Er fragte sich immer wieder, was Yu Tang wohl empfinden würde, wenn er Han Zichen gegenüberstünde.
Wie wird die Reaktion dann ausfallen?
Jedes Mal, wenn er daran dachte, wurde er von rasender Eifersucht getrieben. Er wünschte, er könnte Han Zichen packen und diesen verdammten Mann vor Yu Tangs Augen töten, damit Yu Tang endlich aufgeben würde!
Als Yu Tang ihn so sah, empfand sie ein wenig Mitleid mit ihm.
Letztendlich war die zweite Hälfte dessen, was Shen Yu sagte, tatsächlich richtig.
Ihm bleiben wirklich nicht mehr viele Monate zu leben.
Der Tod ist der endgültige Abschied.
Shen Yu konnte ihn überhaupt nicht halten.
"Ja, ich verstehe." Yu Tang ging hinüber und zupfte an Chen Yus Ärmel: "Es wird spät, lass uns wieder schlafen gehen."

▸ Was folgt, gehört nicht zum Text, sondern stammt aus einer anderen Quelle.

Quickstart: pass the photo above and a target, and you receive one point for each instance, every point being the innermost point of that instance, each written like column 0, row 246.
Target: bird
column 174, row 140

Er sagte: „Morgen ist das Mondfest, da kann ich früh aufstehen, um euch Mondkuchen zu backen.“
„Meine handgemachten Mondkuchen schmecken noch viel besser als die, die man draußen kauft.“ Er lockte Shen Yu sanft. „Liebst du nicht Erdbeergeschmack? Sie sind so rosa und zart, genau wie Barbies Kleid …“
„Genug!“, rief Shen Yu wütend, als Barbie erwähnt wurde. Seine Gefühle wurden unterbrochen, was auch etwas von der Trübsal in seinem Herzen vertrieb. Er schlug Yu Tangs Hand weg: „Hör auf, mir ständig von Barbie zu erzählen!“
Yu Tang konnte sich ein Lachen nicht verkneifen.
„Okay, ich werde es nicht mehr erwähnen, einverstanden?“ Er holte ein Erdbeerbonbon aus der Tasche, wickelte es aus, stopfte es Shen Yu in den Mund und wuschelte dem jungen Mann dann durchs Haar: „Hier, nimm ein Bonbon, um dich zu beruhigen.“
Nach der Verschmelzung seiner Persönlichkeiten behielt Shen Yu einen Teil seines kindlichen Temperaments.
Sie sind jetzt auch umgänglicher.
Darüber hinaus wurde sie Yu Tang gegenüber immer toleranter, und selbst als er ihr so über den Kopf tätschelte, wurde sie nicht wütend auf ihn.
Abgesehen von seinem etwas mürrischen Gesichtsausdruck ist er absolut wohlerzogen.
Shen Yu schlug seine Hand weg und betrat mit dem Bonbon im Mund den Raum.
Yu Tang lächelte und wollte ihm nachlaufen, aber sein Hals fühlte sich juckend an.
"Hust hust hust..."
Er hielt sich den Mund zu, drehte ihm den Rücken zu, krümmte sich vornüber und versuchte, es so gut wie möglich zu ertragen.
Er hustete leise und unterdrückt, dann hatte er einen metallischen Geschmack im Mund, und Blut rann zwischen seinen Fingern hervor.
In Eile wischte sich Yu Tang schnell die Hände mit der Innenseite seines Ärmels ab und nahm dann etwas Erde vom Boden, um das Blut von seinen Handflächen zu reinigen.
"Yu Tang?" Shen Yu betrat das Haupthaus, hatte Yu Tang aber noch nicht hereinkommen sehen. Da drehte er sich um und rief ihm zu: "Was machst du denn hier?"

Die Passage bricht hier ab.